Reinforcement Learning from Human Feedback (RLHF): Human raters evaluated Claude’s responses during training and provided feedback on quality. This tuning makes Claude helpful and conversational, but it also introduces a tendency toward verbosity and hedging. Claude may add unnecessary caveats (“I should note that…”) or qualifications that a security professional does not need. Module F3 (Prompt Engineering) teaches you how to control this.
Practical impact for security work: Claude may refuse to generate realistic phishing emails, even for defensive testing. Claude may add extensive caveats to malware analysis output. Claude may decline to provide specific exploit details, even when discussing detection strategies. These are features, not bugs — but they require adjusted prompting techniques covered in Module F3.
Knowledge checks
Check your understanding
1. You ask Claude to write a KQL query that joins SigninLogs with a table called "UserRiskEvents." Claude produces a syntactically correct query. Is the query safe to deploy?

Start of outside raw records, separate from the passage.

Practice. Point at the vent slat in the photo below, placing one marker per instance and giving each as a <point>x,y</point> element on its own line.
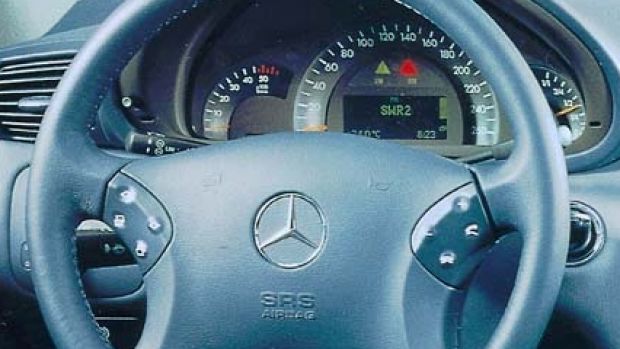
<point>35,76</point>
<point>23,130</point>
<point>54,71</point>
<point>47,63</point>
<point>28,139</point>
<point>21,124</point>
<point>4,114</point>
<point>33,80</point>
<point>29,92</point>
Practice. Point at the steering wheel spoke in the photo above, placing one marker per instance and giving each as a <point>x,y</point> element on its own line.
<point>453,237</point>
<point>139,219</point>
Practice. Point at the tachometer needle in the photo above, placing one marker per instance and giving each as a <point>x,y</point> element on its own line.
<point>315,128</point>
<point>566,111</point>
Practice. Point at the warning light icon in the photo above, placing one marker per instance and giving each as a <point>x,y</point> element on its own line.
<point>383,69</point>
<point>409,68</point>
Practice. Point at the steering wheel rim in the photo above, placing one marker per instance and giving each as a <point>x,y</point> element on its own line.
<point>64,148</point>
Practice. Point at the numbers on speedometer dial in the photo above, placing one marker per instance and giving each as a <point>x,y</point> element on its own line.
<point>399,81</point>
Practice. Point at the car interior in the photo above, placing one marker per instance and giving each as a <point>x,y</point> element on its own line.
<point>309,174</point>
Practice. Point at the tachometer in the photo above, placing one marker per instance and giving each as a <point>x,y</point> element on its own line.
<point>399,81</point>
<point>232,90</point>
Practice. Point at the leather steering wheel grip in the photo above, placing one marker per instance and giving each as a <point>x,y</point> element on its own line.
<point>69,175</point>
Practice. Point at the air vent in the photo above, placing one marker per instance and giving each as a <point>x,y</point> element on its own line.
<point>27,83</point>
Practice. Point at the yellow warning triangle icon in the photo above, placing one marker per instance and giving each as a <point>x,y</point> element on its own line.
<point>383,69</point>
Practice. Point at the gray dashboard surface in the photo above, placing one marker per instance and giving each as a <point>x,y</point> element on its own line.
<point>589,295</point>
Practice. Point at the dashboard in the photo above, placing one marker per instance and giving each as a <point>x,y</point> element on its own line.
<point>374,69</point>
<point>356,67</point>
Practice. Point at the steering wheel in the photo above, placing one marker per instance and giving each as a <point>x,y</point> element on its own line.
<point>299,240</point>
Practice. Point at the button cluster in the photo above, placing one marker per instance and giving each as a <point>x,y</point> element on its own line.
<point>451,239</point>
<point>139,219</point>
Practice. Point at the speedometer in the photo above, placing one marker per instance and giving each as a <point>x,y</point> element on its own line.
<point>399,81</point>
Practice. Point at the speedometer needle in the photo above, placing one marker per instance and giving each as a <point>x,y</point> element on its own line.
<point>568,110</point>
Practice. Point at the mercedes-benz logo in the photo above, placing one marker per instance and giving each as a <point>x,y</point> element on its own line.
<point>290,230</point>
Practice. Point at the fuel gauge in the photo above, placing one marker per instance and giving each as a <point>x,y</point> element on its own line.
<point>566,102</point>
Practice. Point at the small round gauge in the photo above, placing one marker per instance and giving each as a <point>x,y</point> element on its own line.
<point>407,82</point>
<point>566,102</point>
<point>260,80</point>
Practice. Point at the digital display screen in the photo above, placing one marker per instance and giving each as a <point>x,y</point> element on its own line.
<point>396,117</point>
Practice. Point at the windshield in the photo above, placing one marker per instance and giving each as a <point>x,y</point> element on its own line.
<point>29,19</point>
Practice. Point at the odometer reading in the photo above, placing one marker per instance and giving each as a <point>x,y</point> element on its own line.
<point>400,81</point>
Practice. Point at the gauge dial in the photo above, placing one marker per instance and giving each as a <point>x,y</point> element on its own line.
<point>232,90</point>
<point>407,82</point>
<point>566,102</point>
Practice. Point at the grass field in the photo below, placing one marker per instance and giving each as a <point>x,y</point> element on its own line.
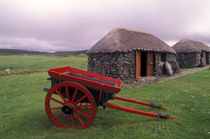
<point>22,113</point>
<point>29,64</point>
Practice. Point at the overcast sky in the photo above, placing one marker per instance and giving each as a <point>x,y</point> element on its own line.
<point>60,25</point>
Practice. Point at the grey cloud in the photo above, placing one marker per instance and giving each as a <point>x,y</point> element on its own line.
<point>81,27</point>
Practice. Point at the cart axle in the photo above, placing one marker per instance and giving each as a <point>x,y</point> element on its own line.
<point>121,108</point>
<point>142,103</point>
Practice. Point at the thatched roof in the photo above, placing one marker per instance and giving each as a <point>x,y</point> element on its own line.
<point>187,45</point>
<point>124,40</point>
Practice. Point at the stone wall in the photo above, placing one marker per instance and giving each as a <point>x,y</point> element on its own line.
<point>123,65</point>
<point>208,58</point>
<point>171,59</point>
<point>189,60</point>
<point>159,67</point>
<point>117,65</point>
<point>203,59</point>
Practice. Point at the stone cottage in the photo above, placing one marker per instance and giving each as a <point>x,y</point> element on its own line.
<point>127,54</point>
<point>192,53</point>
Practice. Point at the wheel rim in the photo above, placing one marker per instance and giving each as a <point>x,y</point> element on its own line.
<point>70,105</point>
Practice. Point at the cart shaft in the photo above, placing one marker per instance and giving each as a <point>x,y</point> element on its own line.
<point>130,110</point>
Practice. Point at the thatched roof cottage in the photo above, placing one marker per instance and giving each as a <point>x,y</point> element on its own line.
<point>127,54</point>
<point>192,53</point>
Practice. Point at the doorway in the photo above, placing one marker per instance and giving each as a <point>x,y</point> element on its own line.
<point>144,64</point>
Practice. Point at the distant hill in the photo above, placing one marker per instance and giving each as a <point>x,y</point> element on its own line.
<point>70,53</point>
<point>25,52</point>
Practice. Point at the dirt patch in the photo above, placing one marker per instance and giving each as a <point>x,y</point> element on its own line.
<point>153,79</point>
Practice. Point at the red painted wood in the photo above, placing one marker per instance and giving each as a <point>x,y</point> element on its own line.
<point>58,74</point>
<point>132,101</point>
<point>56,116</point>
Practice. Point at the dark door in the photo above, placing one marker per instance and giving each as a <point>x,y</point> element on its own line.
<point>138,64</point>
<point>149,64</point>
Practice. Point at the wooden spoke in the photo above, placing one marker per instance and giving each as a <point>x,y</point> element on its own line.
<point>85,114</point>
<point>80,99</point>
<point>55,108</point>
<point>57,101</point>
<point>80,120</point>
<point>60,96</point>
<point>67,94</point>
<point>74,95</point>
<point>58,115</point>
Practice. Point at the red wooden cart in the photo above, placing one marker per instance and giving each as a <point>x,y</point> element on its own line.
<point>75,95</point>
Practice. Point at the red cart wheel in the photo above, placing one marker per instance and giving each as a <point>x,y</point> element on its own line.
<point>70,105</point>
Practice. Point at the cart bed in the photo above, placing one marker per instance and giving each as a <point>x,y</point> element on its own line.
<point>86,78</point>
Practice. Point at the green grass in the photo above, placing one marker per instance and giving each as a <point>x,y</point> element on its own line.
<point>186,69</point>
<point>22,113</point>
<point>28,64</point>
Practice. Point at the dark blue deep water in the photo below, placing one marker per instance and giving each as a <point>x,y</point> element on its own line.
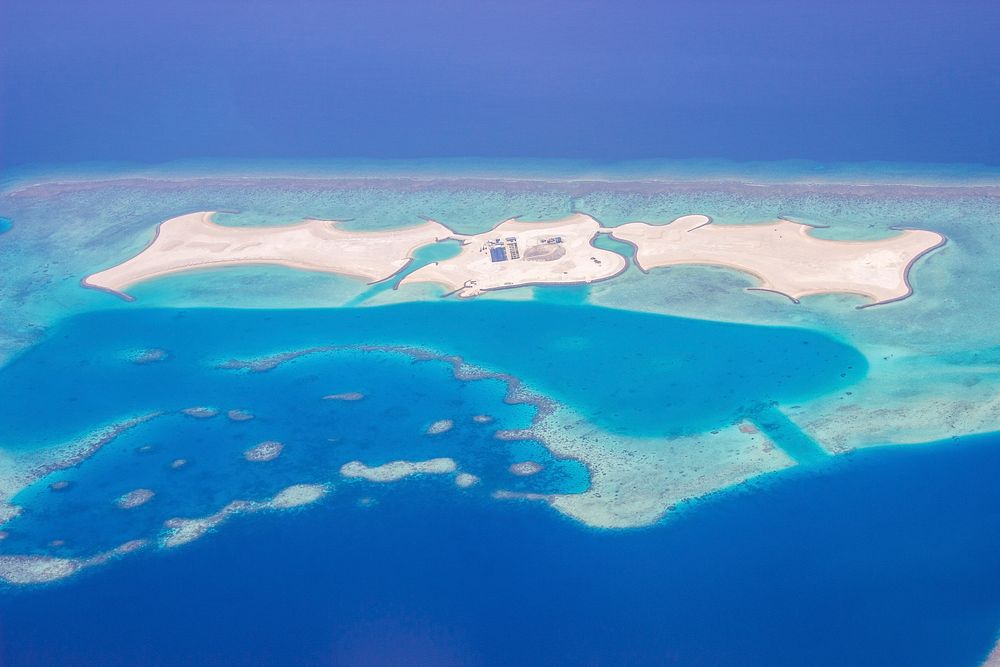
<point>118,80</point>
<point>885,557</point>
<point>881,557</point>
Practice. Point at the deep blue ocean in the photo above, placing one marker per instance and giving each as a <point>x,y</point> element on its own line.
<point>887,556</point>
<point>882,558</point>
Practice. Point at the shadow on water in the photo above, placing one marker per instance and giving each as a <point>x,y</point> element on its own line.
<point>428,254</point>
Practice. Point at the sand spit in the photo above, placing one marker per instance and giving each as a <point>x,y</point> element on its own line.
<point>464,480</point>
<point>31,569</point>
<point>265,451</point>
<point>516,253</point>
<point>440,426</point>
<point>525,468</point>
<point>397,470</point>
<point>347,396</point>
<point>181,531</point>
<point>239,415</point>
<point>784,256</point>
<point>134,498</point>
<point>193,241</point>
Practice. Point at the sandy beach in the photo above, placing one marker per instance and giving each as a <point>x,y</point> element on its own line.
<point>784,255</point>
<point>194,241</point>
<point>516,253</point>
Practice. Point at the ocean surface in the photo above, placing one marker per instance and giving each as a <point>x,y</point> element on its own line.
<point>887,556</point>
<point>877,558</point>
<point>847,81</point>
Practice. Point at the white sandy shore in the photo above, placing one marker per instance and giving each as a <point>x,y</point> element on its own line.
<point>572,260</point>
<point>635,481</point>
<point>784,256</point>
<point>193,241</point>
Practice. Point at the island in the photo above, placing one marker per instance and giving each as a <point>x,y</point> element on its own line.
<point>194,241</point>
<point>784,256</point>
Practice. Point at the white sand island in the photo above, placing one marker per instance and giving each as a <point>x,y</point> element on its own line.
<point>784,255</point>
<point>194,241</point>
<point>515,253</point>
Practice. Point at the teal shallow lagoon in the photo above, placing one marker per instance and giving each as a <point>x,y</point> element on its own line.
<point>630,373</point>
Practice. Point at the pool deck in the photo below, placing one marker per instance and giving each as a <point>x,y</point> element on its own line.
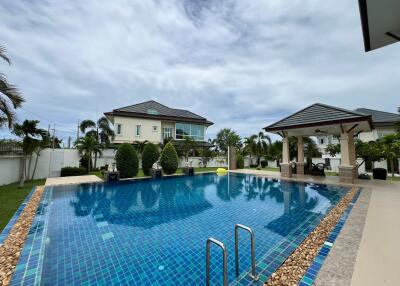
<point>367,250</point>
<point>72,180</point>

2. You need to analyse 2,000 rows of sign-in log data. Should you paste it into Claude or use a different approach?
3. Claude generates an IR report section that describes a Defender for Endpoint feature called "Automated Response Actions." You do not recognise the feature name. What do you do?
Key takeaways
Claude is a text prediction engine, not an expert system. It generates statistically probable output based on training data. This makes it fast and versatile, but it means every output needs human verification in security contexts.
Choose the right model tier. Sonnet for daily work. Opus for complex analysis. Haiku for simple, high-volume tasks.
The context window is your friend. 200K tokens means you can send substantial amounts of data in a single prompt. Use it — paste logs, upload documents, provide full context.
Knowledge cutoff matters. Verify feature names, table schemas, and product capabilities against current documentation. Claude’s training data stops at May 2025.
Safety constraints affect security prompts. Claude may refuse or caveat requests related to attack techniques, phishing, malware, and exploitation. Module F3 teaches prompting patterns that work within these constraints for legitimate defensive security work.